From designing topics and optimizing performance to handling tombstones and tuning producers. Gain essential knowledge and best practices to build robust and efficient Kafka applications.
Stéphane Derosiaux
26 juil. 2023
Apache Kafka has become the go-to choice for building distributed streaming platforms and real-time data pipelines.
As a developer working with Kafka, it’s crucial to understand some core concepts and best practices to ensure applications work well and data processing pipelines are efficient and reliable.
We will explore why it’s essential to design topics and optimize partition sizing, ensure data serialization efficiency, handle tombstones, and a few more tricky aspects:
Avoiding too many or too few partitions
The puzzle of the data format
Avoid the dual-write problem when writing to downstream systems
Deleting records in Kafka (via tombstones)
Tune Kafka producers to improve performance and reliability
1. Avoiding too many or too few partitions
One of the key decisions you’ll make as a Kafka developer is determining the appropriate partition count of a topic.
Careful consideration must be given to factors such as:
Data volume
Throughput requirements
Data distribution
Too many or too few partitions can lead to uneven data distribution, scalability issues, and performance bottlenecks. When you have too few partitions in Kafka, it can lead to the following problems:
Limited Parallelism: Kafka achieves high throughput and scalability by allowing multiple consumers to process messages in parallel across partitions. With too few partitions, the available parallelism decreases as fewer partitions distribute the load among consumers. This can result in slower message processing and reduced throughput.
Inefficient Resource Utilization: Kafka partitions are distributed across broker nodes, and each broker can handle a specific load. When too few partitions exist, the available broker resources might be underutilized since the load cannot be evenly distributed. This can lead to inefficient resource allocation and suboptimal performance.
Limited Scalability: Kafka’s partitioning mechanism allows you to scale your consumer group horizontally by adding more consumer instances. However, with too few partitions, you might reach the scalability limits of your consumer group since the consumers can’t effectively utilize the available resources.
Having too many partitions can also present challenges:
Increased Overhead: Each partition requires metadata overhead, such as maintaining offset information and replication status. When there are excessive partitions, this overhead can become significant and consume additional storage and memory resources.
Higher Latency: Kafka maintains message ordering within a partition, allowing sequential processing within that partition. However, having too many partitions can increase the overall processing and coordination overhead, potentially leading to higher message latency.

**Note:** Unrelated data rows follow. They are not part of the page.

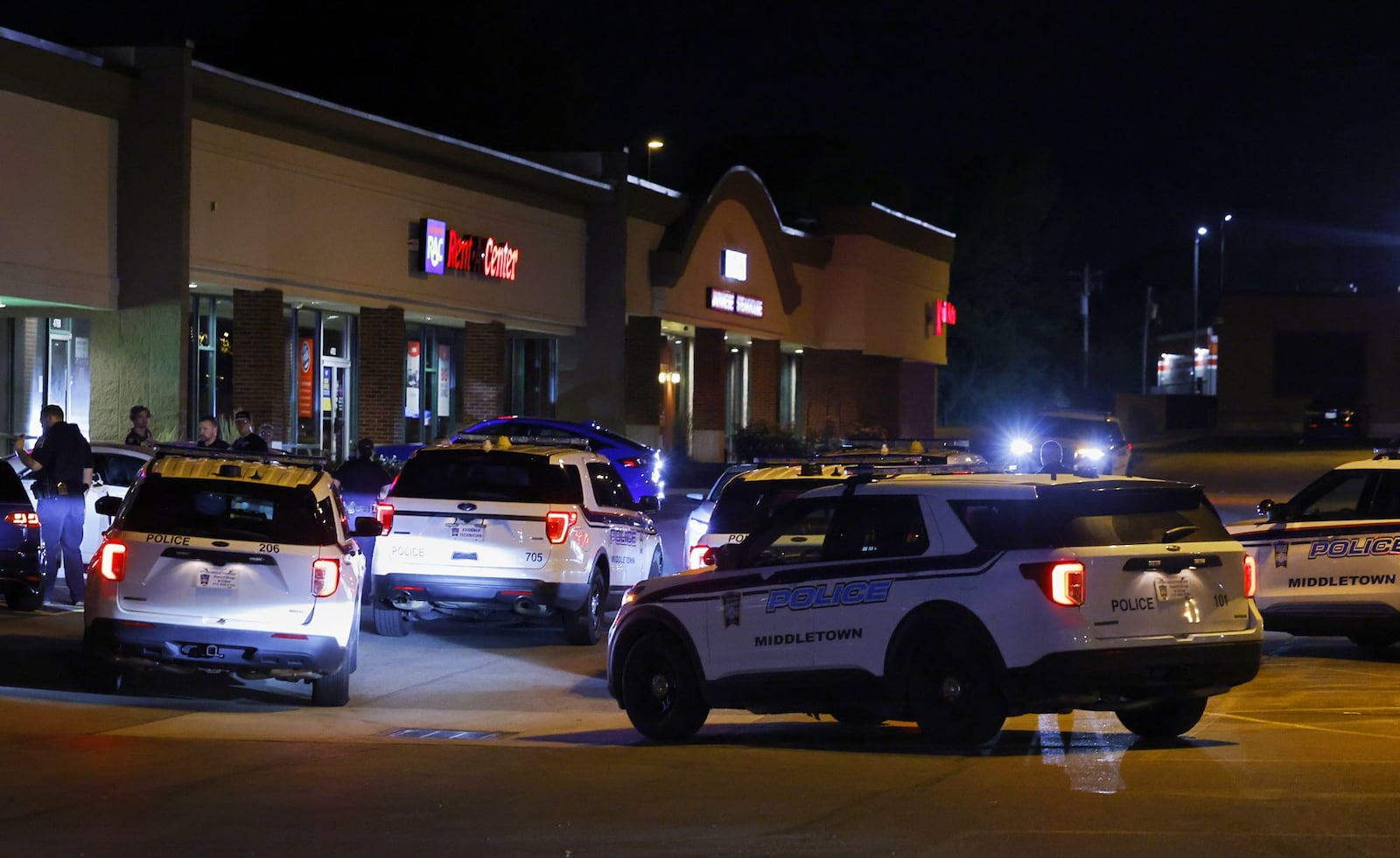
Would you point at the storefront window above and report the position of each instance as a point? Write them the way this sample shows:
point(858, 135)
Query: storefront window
point(532, 367)
point(430, 409)
point(212, 359)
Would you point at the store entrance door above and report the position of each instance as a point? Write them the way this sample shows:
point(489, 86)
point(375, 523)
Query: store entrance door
point(335, 408)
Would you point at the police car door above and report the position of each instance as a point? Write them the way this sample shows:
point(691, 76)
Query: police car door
point(627, 529)
point(1337, 541)
point(756, 626)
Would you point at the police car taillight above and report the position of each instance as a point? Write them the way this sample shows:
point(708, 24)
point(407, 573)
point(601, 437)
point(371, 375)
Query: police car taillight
point(384, 514)
point(326, 577)
point(1061, 581)
point(111, 560)
point(702, 556)
point(557, 525)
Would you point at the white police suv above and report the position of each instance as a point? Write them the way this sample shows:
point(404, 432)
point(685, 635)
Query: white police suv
point(1329, 559)
point(492, 525)
point(240, 563)
point(952, 601)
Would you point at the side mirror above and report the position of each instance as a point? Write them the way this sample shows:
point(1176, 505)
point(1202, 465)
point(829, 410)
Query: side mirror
point(368, 525)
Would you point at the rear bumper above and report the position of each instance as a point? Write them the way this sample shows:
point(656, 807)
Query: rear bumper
point(489, 594)
point(1106, 679)
point(212, 648)
point(1334, 617)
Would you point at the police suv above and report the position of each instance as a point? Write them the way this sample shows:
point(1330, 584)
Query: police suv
point(499, 525)
point(952, 601)
point(1329, 557)
point(240, 563)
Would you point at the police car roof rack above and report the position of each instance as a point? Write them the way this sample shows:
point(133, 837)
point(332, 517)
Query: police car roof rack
point(480, 438)
point(270, 457)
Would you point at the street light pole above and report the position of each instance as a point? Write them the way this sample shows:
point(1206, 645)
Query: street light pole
point(1196, 305)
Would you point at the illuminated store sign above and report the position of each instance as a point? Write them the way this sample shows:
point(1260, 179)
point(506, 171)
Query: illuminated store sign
point(727, 301)
point(448, 251)
point(734, 266)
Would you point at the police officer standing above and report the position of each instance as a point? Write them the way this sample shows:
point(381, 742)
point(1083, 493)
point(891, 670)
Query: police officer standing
point(62, 465)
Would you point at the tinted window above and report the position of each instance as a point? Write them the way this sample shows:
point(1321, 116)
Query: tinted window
point(452, 475)
point(221, 508)
point(746, 506)
point(608, 486)
point(11, 490)
point(1092, 518)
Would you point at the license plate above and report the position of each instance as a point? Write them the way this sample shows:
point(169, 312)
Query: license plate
point(216, 580)
point(472, 532)
point(1172, 588)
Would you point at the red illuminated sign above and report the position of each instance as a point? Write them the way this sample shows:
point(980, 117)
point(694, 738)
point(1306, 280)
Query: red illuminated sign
point(727, 301)
point(466, 254)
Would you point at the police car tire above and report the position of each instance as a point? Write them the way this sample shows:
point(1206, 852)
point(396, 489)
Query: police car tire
point(660, 689)
point(952, 690)
point(23, 599)
point(584, 627)
point(333, 689)
point(391, 622)
point(1382, 640)
point(1166, 718)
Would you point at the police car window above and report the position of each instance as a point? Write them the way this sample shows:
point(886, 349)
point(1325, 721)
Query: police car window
point(220, 508)
point(608, 486)
point(11, 490)
point(877, 527)
point(489, 476)
point(1339, 497)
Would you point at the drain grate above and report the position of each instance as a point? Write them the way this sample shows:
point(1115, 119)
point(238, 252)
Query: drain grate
point(416, 732)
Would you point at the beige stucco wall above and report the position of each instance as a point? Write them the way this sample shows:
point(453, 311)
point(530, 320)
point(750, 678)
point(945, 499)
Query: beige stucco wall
point(58, 205)
point(872, 297)
point(318, 226)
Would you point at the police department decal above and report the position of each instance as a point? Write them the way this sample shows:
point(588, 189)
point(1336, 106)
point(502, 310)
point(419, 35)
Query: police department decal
point(732, 609)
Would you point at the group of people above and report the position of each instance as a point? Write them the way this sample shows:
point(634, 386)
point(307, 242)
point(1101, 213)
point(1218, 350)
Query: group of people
point(62, 466)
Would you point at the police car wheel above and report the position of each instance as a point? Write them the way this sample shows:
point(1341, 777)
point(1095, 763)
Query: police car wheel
point(389, 620)
point(660, 689)
point(585, 626)
point(954, 690)
point(1166, 718)
point(23, 599)
point(1382, 640)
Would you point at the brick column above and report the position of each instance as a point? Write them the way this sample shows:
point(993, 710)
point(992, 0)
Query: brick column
point(378, 374)
point(641, 392)
point(765, 368)
point(707, 396)
point(261, 356)
point(483, 384)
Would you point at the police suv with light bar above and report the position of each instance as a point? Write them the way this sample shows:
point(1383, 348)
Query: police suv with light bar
point(508, 525)
point(951, 601)
point(226, 562)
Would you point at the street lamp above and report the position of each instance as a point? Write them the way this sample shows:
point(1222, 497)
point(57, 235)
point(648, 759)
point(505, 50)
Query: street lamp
point(1196, 304)
point(1224, 220)
point(655, 144)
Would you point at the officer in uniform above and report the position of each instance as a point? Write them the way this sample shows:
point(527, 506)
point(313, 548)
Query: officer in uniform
point(62, 465)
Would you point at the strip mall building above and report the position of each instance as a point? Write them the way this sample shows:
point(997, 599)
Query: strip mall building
point(184, 238)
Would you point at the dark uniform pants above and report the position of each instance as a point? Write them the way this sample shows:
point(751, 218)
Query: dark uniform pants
point(60, 528)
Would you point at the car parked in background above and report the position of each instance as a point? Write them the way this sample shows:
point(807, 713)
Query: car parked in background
point(21, 581)
point(116, 466)
point(640, 466)
point(1329, 559)
point(1087, 441)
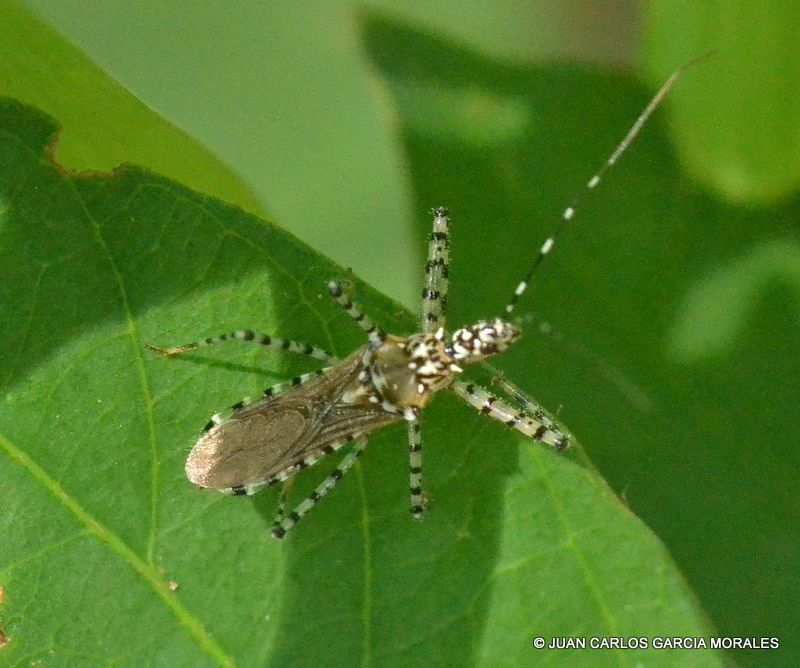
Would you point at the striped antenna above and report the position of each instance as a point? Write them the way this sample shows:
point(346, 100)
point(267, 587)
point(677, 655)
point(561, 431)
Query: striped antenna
point(569, 212)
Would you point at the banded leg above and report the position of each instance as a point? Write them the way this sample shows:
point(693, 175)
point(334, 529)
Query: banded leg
point(376, 334)
point(415, 463)
point(434, 294)
point(526, 405)
point(270, 392)
point(539, 427)
point(283, 522)
point(249, 336)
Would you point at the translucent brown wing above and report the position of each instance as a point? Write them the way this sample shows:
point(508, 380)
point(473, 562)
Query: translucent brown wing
point(272, 438)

Management Complexity: Each partition requires resources and administrative effort to manage and monitor. With excessive partitions, effectively monitoring and maintaining the Kafka cluster becomes more challenging, potentially increasing operational complexity.
It’s essential to strike a balance when determining the number of partitions in Apache Kafka. It depends on various factors, such as your Kafka cluster's expected throughput, consumer scalability, and resource capacity. Monitoring and optimizing the partition count is recommended based on your application's specific requirements and workload characteristics.
Conduktor enforces topic limits at the creation time, preventing too many and too few partitions, thus reducing infrastructure costs in the long term.
2. The puzzle of the data format
Serialization and deserialization (“Serde”) play a crucial role in Apache Kafka by allowing data to be efficiently (or not!) transferred between producers and consumers.
While Kafka sees the messages produced, it just sees an opaque sequence of bytes, nothing else. It is up to your client applications to decide how to read these data in a format that will make them efficient and maintainable over time.
Some important considerations:
Space & Processing time? Select an efficient serialization format in terms of both space and processing time. Standard options include JSON, Avro, Protocol Buffers (Protobuf), and Apache Kafka’s native serialization (byte arrays). Consider the specific requirements of your application, such as data size, schema evolution, and compatibility with other systems.
Ensure Compatibility between clients: The serialization and deserialization libraries or frameworks producers and consumers must be compatible (consumers must be able to read what the producers are sending, no matter their language or framework). They should support the same serialization format and version. Ensure backward and forward compatibility to handle evolving schemas gracefully without breaking your Kafka workflows.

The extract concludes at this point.